„Olympia in Love“: Kunst, Kommerz und Kanon
In „Olympia in Love“ dekonstruiert die ehemalige Charlie-Hebdo-Kolumnistin Catherine Meurisse „Romeo und Julia“ und jongliert mit der Kunstgeschichte.
Der Pariser Louvre hat bereits seit 2005 seine eigene Comic-Kollektion. Jedes Jahr wird in Zusammenarbeit mit dem französischen Verlag Futuropolis ein neuer Comic veröffentlicht, der sich, in welcher Art auch immer, mit dem Museum oder seiner Sammlung auseinandersetzt: Der Louvre muss in der Geschichte vorkommen, darüber hinaus gibt es keine Vorschriften. Den beteiligten Autoren (der Prominenz des französischen Autorencomics wie Nicolas de Crécy, David Prudhomme und Etienne Davodeau und auch ausländischen Autoren wie Jiro Taniguchi) werden immer wieder Ausstellungen und Veranstaltungsreihen gewidmet.
Auch das Musée d’Orsay kooperiert mit dem französischen Comicverlag Futoropolis, bislang sind allerdings erst zwei Werke erschienen. Das erste von beiden, „Moderne Olympia“ von Catherine Meurisse liegt jetzt auch in deutscher Übersetzung vor.
Dass „Comics die Museen erobern“, ist eine Phrase, die immer wieder gerne bemüht wird, wenn es im Feuilleton um die vermeintliche Aufhebung der Grenzen zwischen Hoch- und Populärkultur geht. So ganz ohne Exklamationen wie „Huch“ und „Mon Dieu“ kommen die meisten deutschen Artikel zu dem Phänomen aber nicht aus, ist es ihnen doch trotz aller skizzierter Salonfähigkeit ein Anliegen, das Anrüchige der „neuen“ Liaison zwischen Kunst und Comic hervorzuheben.

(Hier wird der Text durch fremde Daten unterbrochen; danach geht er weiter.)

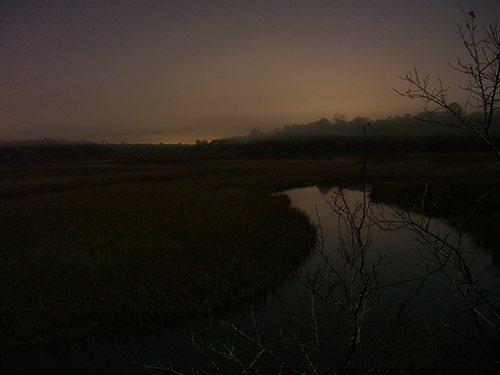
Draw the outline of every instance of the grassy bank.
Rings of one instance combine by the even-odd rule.
[[[315,231],[271,193],[354,183],[362,165],[356,155],[174,155],[1,167],[2,344],[170,323],[273,287]],[[495,168],[481,155],[368,157],[370,181],[388,186],[483,181]]]

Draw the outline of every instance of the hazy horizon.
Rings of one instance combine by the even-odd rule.
[[[500,2],[462,1],[478,25]],[[0,140],[194,143],[416,114],[414,67],[461,101],[455,1],[17,1],[0,5]]]

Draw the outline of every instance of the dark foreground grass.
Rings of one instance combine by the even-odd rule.
[[[496,168],[443,158],[372,155],[369,178],[488,179]],[[4,166],[1,345],[148,328],[243,302],[286,279],[314,247],[309,218],[272,193],[354,183],[361,167],[355,155]]]

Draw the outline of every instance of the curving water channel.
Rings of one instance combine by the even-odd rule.
[[[43,347],[25,353],[2,353],[0,374],[130,374],[149,373],[149,371],[154,373],[153,367],[159,364],[169,366],[169,363],[176,370],[190,373],[190,365],[213,369],[209,361],[217,362],[221,359],[220,353],[217,354],[215,351],[225,352],[227,347],[241,345],[244,350],[236,354],[241,355],[242,361],[251,360],[261,349],[242,338],[242,333],[253,339],[258,338],[260,345],[269,348],[286,363],[301,369],[304,368],[301,366],[305,357],[304,351],[297,351],[297,342],[307,342],[314,346],[311,343],[315,339],[320,339],[322,353],[318,354],[317,348],[307,350],[310,350],[312,356],[316,355],[318,361],[324,361],[325,366],[331,365],[338,369],[345,358],[352,332],[348,329],[349,314],[346,315],[348,310],[340,311],[342,309],[333,306],[330,298],[329,293],[332,295],[339,293],[340,289],[334,291],[325,286],[327,283],[333,285],[335,277],[338,276],[331,272],[332,267],[342,272],[350,270],[351,273],[346,271],[344,277],[347,275],[356,277],[356,275],[352,272],[352,267],[349,268],[352,264],[347,263],[346,267],[345,259],[338,252],[339,242],[348,242],[352,239],[353,233],[344,226],[344,222],[341,221],[339,225],[338,212],[335,213],[332,205],[335,197],[337,199],[341,197],[345,201],[337,200],[340,202],[339,205],[342,206],[345,202],[347,206],[342,207],[348,207],[352,213],[355,207],[360,207],[359,204],[363,203],[365,198],[363,191],[355,188],[343,189],[342,195],[339,195],[339,192],[338,189],[326,187],[286,192],[296,207],[304,210],[317,225],[321,226],[322,251],[314,253],[305,262],[296,278],[277,291],[270,292],[264,299],[254,304],[253,308],[237,312],[228,311],[226,316],[214,319],[215,322],[200,323],[194,332],[186,327],[180,327],[169,332],[150,333],[143,337],[129,336],[127,333],[112,338],[89,336],[64,345]],[[394,221],[397,217],[395,211],[387,205],[372,204],[369,201],[366,201],[366,204],[372,218],[376,217],[379,221],[382,218]],[[357,215],[355,221],[360,220],[359,211]],[[423,219],[418,216],[413,218]],[[457,314],[456,308],[463,307],[463,304],[457,299],[457,290],[451,287],[450,279],[447,278],[448,275],[458,280],[460,272],[450,264],[441,265],[440,268],[442,270],[443,267],[450,266],[447,274],[435,272],[439,267],[434,262],[432,249],[422,243],[415,232],[409,229],[382,230],[379,225],[368,219],[365,223],[368,225],[363,229],[363,235],[370,241],[367,243],[364,271],[375,270],[376,277],[371,284],[373,288],[370,289],[375,290],[375,293],[366,301],[369,308],[363,317],[366,319],[364,321],[369,321],[370,324],[366,323],[362,332],[368,336],[363,344],[366,347],[373,347],[372,354],[377,355],[377,345],[383,342],[381,335],[389,327],[384,325],[384,322],[395,318],[419,324],[425,322],[427,333],[443,334],[443,337],[455,342],[463,339],[461,333],[474,330],[475,326],[467,312],[462,315]],[[429,221],[427,224],[431,233],[440,236],[446,235],[451,229],[438,220]],[[447,240],[460,249],[474,247],[472,241],[466,237],[449,235]],[[491,299],[498,303],[500,282],[498,273],[491,267],[489,255],[473,249],[471,254],[464,252],[464,256],[471,257],[471,269],[480,275],[476,280],[478,287],[488,293],[496,292],[497,295]],[[451,259],[448,261],[451,262]],[[315,279],[315,283],[310,282],[312,279]],[[311,292],[311,285],[315,293]],[[360,283],[349,285],[352,287],[350,292],[354,293],[351,296],[357,298]],[[341,295],[339,299],[341,303],[349,302],[342,298]],[[233,324],[233,327],[221,321]],[[444,329],[440,322],[445,322],[456,332],[448,335],[449,331]],[[235,334],[235,329],[240,330],[239,335]],[[413,323],[404,326],[402,331],[407,336],[415,337],[416,331],[412,329],[416,329]],[[201,349],[193,345],[190,337],[195,338]],[[428,340],[423,341],[428,343]],[[208,346],[203,346],[205,344]],[[202,354],[204,349],[207,350],[208,356]],[[429,349],[428,346],[415,345],[411,349],[413,350],[411,354],[418,361],[419,356],[422,358],[428,356],[426,350]],[[264,361],[261,362],[262,365],[273,366],[273,361],[269,358],[262,358],[262,361]],[[448,370],[452,370],[453,363],[457,363],[453,358],[445,363]],[[140,365],[151,367],[145,369]],[[460,368],[457,367],[456,373],[460,373]],[[234,365],[225,368],[224,371],[241,373],[242,370],[241,367]],[[269,373],[272,372],[270,367]]]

Wenn auch dieser Artikel mittels vorliegenden Prologs über Bande in die High-versus-Low-Diskurs-Dauerschleife einstimmt, so gibt es dafür mehrere Motive - und zumindest einen guten Grund. Das erste Motiv liegt auf der Hand: Von dem Wunsch, dass die hochkulturell (ab)gesegneten Stätten auf das Renommee des Mediums abfärben (auf dass es eines schönen Tages ganz ohne Rechtfertigungszwänge wird florieren können!) ist auch die Verfasserin dieser Zeilen nicht ganz frei.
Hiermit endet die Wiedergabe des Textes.